Ende Mai waren nach dem ersten Lockdown die Corona-Verordnungen gelockert worden und Reisen wieder erlaubt. Da ich jedoch noch berufstätig bin und Verpflichtungen habe, wollte ich auf keinen Fall wieder ins ferne Ausland verreisen, wie ich dies in den letzten drei Jahren gemacht hatte. Ich befürchtete, im Falle eines neuerlichen Lockdown irgendwo für längere Zeit festsitzen zu müssen.
Da erinnerte ich mich an einen dreiwöchigen Sommerurlaub, den ich als Teenager einmal zusammen mit meiner Mutter in Grömitz an der deutschen Ostseeküste verbracht hatte. Das waren schöne, sonnige Ferien gewesen. Seitdem bin ich jedoch nie wieder an der Ostsee gewesen. Nun, das sollte sich dieses Jahr ändern, denn ich beschloss, meine zwei Urlaubswochen wieder einmal in der Lübecker Bucht zu verbringen, vorausgesetzt, ich würde etwas Passendes finden.
Im Internet fand ich tatsächlich ein adäquates Hotel in Dahme, einem bekannten und beliebten Seebad, das aber nicht so überlaufen ist, wie z.
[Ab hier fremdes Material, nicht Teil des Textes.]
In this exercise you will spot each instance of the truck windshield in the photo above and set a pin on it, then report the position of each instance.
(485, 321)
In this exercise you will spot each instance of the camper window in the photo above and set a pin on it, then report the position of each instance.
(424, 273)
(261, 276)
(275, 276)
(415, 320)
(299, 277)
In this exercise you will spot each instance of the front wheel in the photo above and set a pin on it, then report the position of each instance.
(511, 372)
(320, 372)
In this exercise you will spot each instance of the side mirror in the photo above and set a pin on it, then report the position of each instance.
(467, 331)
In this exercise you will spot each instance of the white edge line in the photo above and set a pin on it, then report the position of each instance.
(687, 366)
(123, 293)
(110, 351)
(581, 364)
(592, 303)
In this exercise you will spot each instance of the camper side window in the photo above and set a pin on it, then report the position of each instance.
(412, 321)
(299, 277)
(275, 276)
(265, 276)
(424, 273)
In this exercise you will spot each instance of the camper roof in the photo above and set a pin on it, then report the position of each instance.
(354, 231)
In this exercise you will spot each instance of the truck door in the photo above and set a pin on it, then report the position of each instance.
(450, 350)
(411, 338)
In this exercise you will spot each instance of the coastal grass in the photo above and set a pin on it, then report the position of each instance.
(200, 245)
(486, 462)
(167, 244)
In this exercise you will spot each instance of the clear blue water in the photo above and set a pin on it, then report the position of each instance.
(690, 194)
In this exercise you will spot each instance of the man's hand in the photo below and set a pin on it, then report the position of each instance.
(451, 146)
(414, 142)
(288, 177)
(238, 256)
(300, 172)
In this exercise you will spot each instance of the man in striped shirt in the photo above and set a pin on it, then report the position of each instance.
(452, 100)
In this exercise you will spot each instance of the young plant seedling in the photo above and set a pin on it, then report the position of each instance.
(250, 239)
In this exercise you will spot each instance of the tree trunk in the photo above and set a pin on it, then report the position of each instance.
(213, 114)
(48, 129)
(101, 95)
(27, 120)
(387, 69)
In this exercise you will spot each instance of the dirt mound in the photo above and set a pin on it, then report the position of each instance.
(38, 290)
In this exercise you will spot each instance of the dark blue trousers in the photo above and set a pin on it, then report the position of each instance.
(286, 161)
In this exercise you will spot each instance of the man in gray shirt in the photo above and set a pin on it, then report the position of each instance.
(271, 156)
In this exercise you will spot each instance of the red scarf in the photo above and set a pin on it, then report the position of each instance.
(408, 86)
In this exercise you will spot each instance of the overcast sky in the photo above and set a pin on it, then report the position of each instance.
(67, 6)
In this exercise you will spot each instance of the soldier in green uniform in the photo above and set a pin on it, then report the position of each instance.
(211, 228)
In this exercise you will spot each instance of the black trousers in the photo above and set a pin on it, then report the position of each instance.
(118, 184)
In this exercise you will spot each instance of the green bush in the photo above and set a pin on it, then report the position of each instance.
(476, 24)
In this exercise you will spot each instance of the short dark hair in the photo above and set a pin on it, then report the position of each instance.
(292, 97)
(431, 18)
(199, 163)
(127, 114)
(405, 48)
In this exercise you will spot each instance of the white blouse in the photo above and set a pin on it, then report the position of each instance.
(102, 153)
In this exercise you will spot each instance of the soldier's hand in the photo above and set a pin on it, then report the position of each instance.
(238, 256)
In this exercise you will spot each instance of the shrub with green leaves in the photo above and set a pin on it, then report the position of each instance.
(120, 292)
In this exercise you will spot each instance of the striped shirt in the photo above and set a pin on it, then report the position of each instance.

B. der Timmendorfer Strand. Meine Freundin, mit der ich Ostern eigentlich nach Hurghada fliegen wollte (wegen des Lockdowns war dies abgesagt worden), konnte leider nicht mit, da ihre Mutter nun schwer erkrankt war. So fuhr ich an einem frühen Samstagmorgen im Juli mit meinem Fiat-Panda Richtung Norden. Es waren ca. 540 km zu bewältigen und ich rechnete mir aus, dass ich am frühen Nachmittag an meinem Zielort ankommen würde.
Ich fahre noch immer ohne Navi, gucke mir aber vorher auf Google die Route genau an und habe auch zur Sicherheit immer Straßenkarten dabei. Statt über die vielbefahrene und mit Baustellen gesegnete A1 Richtung Bremen/Hamburg zu fahren, nahm ich die Route über die A2 und A7, die an Hannover vorbeiführt. Ha, ich wusste gar nicht, dass die niedersächsische Hauptstadt auch einen Flughafen hat! Es gab einige kleinere Staus, aber ich kam gut voran.
Kurz vor Hamburg hätte ich dann die A7 verlassen und wieder auf die A1 Richtung Lübeck wechseln müssen. Irgendwie hatte ich das aber vergessen und befand mich auf einmal inmitten riesiger Autoschlangen in der Einfahrt zum Elbtunnel und machte anschließend noch ungewollt eine kleine Sightseeing-Tour durch den Hamburger Hafen. Weiter ging es nun auf der A7 Richtung Flensburg. Vergeblich wartete ich auf eine Abfahrt Richtung Lübeck oder Neustadt, die kam aber nicht. Gezwungenermaßen habe ich diese Autobahn bei Kiel verlassen und bin quer übers Land gefahren, bis ich die A1 wiedergefunden hatte. Statt halb zwei am Nachmittag kam ich nun um halb vier an dem von mir gebuchten Hotel an.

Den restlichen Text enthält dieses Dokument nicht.